A number of additional treatment options for STDs are currently in development. These treatments include vaccines, anti-fungals, topical microbicides and other medications. Researchers are searching for new vaccines to protect against drug-resistant STDs such as gonorrhea.
In addition to prescribed medications, there are over-the-counter remedies that can treat your STD. Certain creams, ointments and other selected remedies may be of use, but you should consult your doctor before trying any of these products. You also may wish to use mild pain medication for certain symptoms.
STDs are caused by viruses, bacteria or parasites. They are usually, but not always, spread through oral, vaginal or anal sexual contact. Do not assume that you are not at risk for STDs just because you are not having traditional sexual intercourse.
Some STDs can spread from mother to baby during birth or through breastfeeding. Some STDs also can be passed along through sharing needles.
A diagnosis of an STD comes with social responsibility. This responsibility involves visiting your doctor to get proper treatment as well as taking other steps to get healthy so your body can work harder to fight the disease and prevent new complications.
If you have an STD, it is important that you tell all past, current and future sexual partners. Your sexual partners have a right to know if they have been exposed to a disease. If they don’t know of their infection, they could pass the disease on to others, and the cycle could continue.
Always practice safe sex, especially if you have an STD.
What if I am past menopause or later in years? Do I still need to practice safe sex?
Absolutely. There is no age limit to who can get an STD. Age does not protect against STDs. Older individuals who are sexually active may be at risk for diseases like syphilis, gonorrhea, chlamydial infection, genital herpes, hepatitis B, genital warts and trichomoniasis. To protect against STDs, always use a condom, even if your partner is your spouse. Some women may opt for lubricated condoms or a water-based lubricating jelly to reduce irritation. If you are sexually active, make sure you get STD screenings and proper testing during each physical exam with your doctor.

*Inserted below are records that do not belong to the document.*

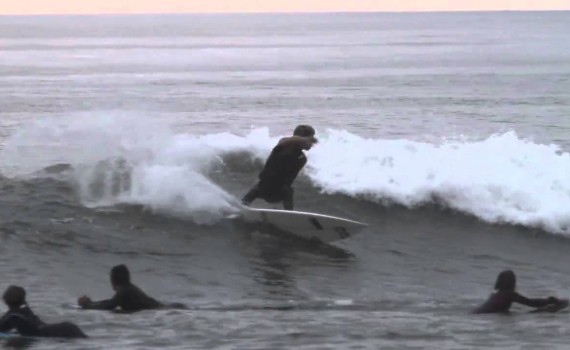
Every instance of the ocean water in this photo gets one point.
(127, 139)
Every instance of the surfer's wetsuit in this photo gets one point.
(129, 298)
(501, 301)
(26, 323)
(505, 296)
(281, 169)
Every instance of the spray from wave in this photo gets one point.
(500, 179)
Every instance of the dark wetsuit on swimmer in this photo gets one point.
(505, 296)
(21, 318)
(129, 298)
(281, 169)
(501, 301)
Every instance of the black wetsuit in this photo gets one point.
(129, 298)
(26, 323)
(275, 180)
(501, 301)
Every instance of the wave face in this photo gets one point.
(118, 159)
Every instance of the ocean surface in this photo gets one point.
(128, 139)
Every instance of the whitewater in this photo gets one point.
(129, 140)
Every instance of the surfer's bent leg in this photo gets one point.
(288, 198)
(254, 193)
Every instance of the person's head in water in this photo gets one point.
(506, 281)
(120, 276)
(306, 131)
(14, 297)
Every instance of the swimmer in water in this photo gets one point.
(505, 295)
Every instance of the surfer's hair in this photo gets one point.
(120, 275)
(506, 281)
(14, 296)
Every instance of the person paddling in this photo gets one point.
(23, 320)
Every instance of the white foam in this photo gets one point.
(124, 159)
(502, 179)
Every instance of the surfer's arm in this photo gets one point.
(107, 304)
(535, 302)
(298, 142)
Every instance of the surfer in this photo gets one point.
(21, 318)
(128, 297)
(503, 297)
(282, 167)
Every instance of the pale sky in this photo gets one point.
(182, 6)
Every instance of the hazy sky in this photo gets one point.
(177, 6)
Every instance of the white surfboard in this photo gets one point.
(325, 228)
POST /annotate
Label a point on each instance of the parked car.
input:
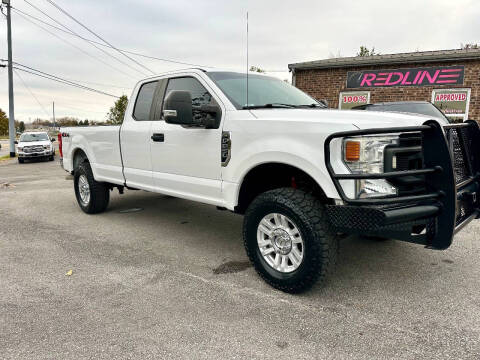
(35, 145)
(415, 107)
(299, 173)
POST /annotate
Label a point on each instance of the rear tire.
(92, 196)
(310, 254)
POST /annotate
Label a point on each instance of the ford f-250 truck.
(301, 174)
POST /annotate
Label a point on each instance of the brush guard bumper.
(451, 179)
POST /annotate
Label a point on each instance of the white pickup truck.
(301, 174)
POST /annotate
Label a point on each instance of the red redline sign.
(447, 75)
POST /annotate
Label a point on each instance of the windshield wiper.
(270, 106)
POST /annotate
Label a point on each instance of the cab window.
(200, 95)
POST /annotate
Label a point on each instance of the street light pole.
(11, 112)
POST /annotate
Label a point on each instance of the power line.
(73, 32)
(59, 79)
(74, 46)
(101, 44)
(31, 92)
(99, 37)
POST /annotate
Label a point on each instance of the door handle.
(158, 137)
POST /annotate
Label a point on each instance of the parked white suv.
(301, 174)
(34, 145)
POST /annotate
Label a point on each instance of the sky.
(208, 33)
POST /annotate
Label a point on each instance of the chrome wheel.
(84, 190)
(280, 243)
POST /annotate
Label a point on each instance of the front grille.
(32, 149)
(460, 143)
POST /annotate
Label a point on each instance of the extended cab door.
(135, 138)
(186, 161)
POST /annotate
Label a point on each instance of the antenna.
(247, 60)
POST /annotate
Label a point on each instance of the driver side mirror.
(178, 108)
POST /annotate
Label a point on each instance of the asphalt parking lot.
(172, 281)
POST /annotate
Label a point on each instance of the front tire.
(92, 196)
(288, 240)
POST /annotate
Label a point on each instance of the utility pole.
(54, 126)
(11, 112)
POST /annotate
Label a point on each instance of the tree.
(256, 69)
(117, 111)
(365, 52)
(3, 123)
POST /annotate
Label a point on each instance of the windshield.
(417, 108)
(262, 90)
(33, 137)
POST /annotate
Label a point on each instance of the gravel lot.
(172, 281)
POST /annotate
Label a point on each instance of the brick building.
(448, 78)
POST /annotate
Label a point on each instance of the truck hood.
(358, 118)
(34, 143)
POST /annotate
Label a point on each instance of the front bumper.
(430, 218)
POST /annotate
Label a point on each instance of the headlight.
(365, 155)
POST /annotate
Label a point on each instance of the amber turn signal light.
(352, 151)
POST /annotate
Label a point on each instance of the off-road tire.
(99, 192)
(321, 244)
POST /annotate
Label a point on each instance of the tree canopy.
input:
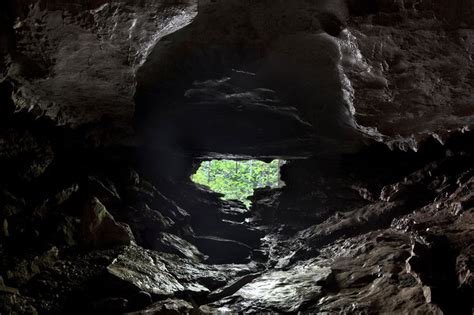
(238, 179)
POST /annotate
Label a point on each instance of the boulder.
(100, 229)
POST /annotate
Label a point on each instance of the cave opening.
(238, 179)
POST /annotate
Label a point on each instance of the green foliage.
(238, 179)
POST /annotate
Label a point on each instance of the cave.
(238, 180)
(110, 109)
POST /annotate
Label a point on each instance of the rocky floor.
(108, 107)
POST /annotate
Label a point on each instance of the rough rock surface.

What progress have we made in the area of STD prevention?
Disease prevention is seen as a cornerstone of public health. Gardasil, a vaccine that fights HPV and is widely available, is quite an accomplishment in STD treatment. Ongoing clinical trials also promise new treatment and further cures on the horizon. More unconventional barrier methods have been successful as well.
Topical microbicides are substances applied to the vagina or rectum that kill and disable the microbes that can cause STDs. There is also ongoing research concerning female barrier methods.
Living with an STD can feel embarrassing, overwhelming and even painful. But it is important to remember that the first necessary step is to seek help and treatment. Many STDs can be easily treated with antibiotics, so the sooner you schedule an appointment, the sooner your treatment can begin.
Once you have been diagnosed, you must practice safe sex to prevent the spread of your STD, and condom use is not the only way to practice safe sex. In addition to using a condom, you also should know your STD status as well as your partner’s. Regular STD screenings and medical check-ups are crucial to prevent the spread of STDs.